There’s also existing research calls in the marketplace where those research projects could be applied to this funding call. For example, we have something in Western Canada called the Agriculture Funding Consortium, and the majority of the crop groups in Western Canada are members of the Ag Funding Consortium. There may be projects that have been under consideration through that research call that would apply to this one.
ASG: How does the long-term funding of RDAR work? Because when we’re talking about research work, a lot of the time we’re looking at projects that will take 10 years.

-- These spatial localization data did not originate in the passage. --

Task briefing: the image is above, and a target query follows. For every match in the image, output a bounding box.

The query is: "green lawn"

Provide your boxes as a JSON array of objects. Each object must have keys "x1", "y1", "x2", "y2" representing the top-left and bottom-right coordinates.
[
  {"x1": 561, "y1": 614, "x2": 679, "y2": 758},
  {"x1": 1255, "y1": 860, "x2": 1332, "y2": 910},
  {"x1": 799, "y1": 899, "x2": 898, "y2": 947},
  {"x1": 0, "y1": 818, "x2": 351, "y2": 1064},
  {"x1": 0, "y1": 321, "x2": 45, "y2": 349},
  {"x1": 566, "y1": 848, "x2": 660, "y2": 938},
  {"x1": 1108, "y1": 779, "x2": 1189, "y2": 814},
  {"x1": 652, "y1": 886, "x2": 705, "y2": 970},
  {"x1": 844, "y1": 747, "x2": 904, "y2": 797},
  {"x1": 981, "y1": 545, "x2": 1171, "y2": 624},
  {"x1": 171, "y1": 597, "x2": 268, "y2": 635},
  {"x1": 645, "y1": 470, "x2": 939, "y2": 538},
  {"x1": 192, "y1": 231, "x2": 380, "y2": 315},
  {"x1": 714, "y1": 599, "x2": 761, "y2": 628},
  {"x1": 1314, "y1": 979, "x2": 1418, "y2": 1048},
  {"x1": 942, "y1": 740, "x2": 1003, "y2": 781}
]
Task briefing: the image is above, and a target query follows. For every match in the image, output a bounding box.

TS: Well, the notion of this being a 10-year, funding agreement was really based on what you just said — which is that most research projects have a minimum of three, more normally a five and sometimes a 10-year funding horizon. So, we wanted that certainty in terms of the flow of funds from the government of Alberta. Of course, anything can happen over time. But there will be an annual allocation that will be provided to RDAR and the agreement that is in place that provides for those amounts. We wanted that certainty built into the agreement.

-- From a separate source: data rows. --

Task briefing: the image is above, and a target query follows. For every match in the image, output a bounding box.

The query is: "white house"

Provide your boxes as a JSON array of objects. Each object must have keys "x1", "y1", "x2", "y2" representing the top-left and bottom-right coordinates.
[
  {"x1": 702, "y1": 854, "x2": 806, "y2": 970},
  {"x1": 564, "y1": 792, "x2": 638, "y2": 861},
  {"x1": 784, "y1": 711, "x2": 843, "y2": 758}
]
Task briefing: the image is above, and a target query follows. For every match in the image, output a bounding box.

There is a five-year mandatory review. So, after five years, the parties will look at how things are working. And I think that’s reasonable because of the fact that governments change and government’s priorities change. But unwinding a 10-year agreement would be a big undertaking.
ASG: How does RDAR compare to how ag research is handled in other provinces?
TS: Well, this is a unique model to Canada. I think it’s a test case, because the government has taken a large amount of money and trusted a third-party producer led entity to administer it. I guess the difference is that in most other provinces, they have a base budget for their agriculture ministries, most of them don’t have the same level of internal research capacity that Alberta Agriculture had. I think maybe a difference is that in recent weeks, Alberta Agriculture has experienced some downsizing, and much of that is research capacity that was internal. And a number of those scientists have transitioned over to the universities and colleges, but certainly not all of them.
But I think the main difference between Alberta and other provinces is that it has traditionally done more internal research than any other province in Canada. And now, it’s moving towards more of a model that is in line with other provinces, for better or for worse.
ASG: What are the future plans for RDAR over the next 10 years?
TS: Our business plan has just been developed and really covers the initial years of operation. So, to say that we have a 10-year plan is would not be accurate at this stage. We’re trying to cover the start-up phase and really the first few years of operation. It will be up to the permanent Board of Directors, and the permanent management team, including the permanent CEO, to develop a longer-term strategy for the organization.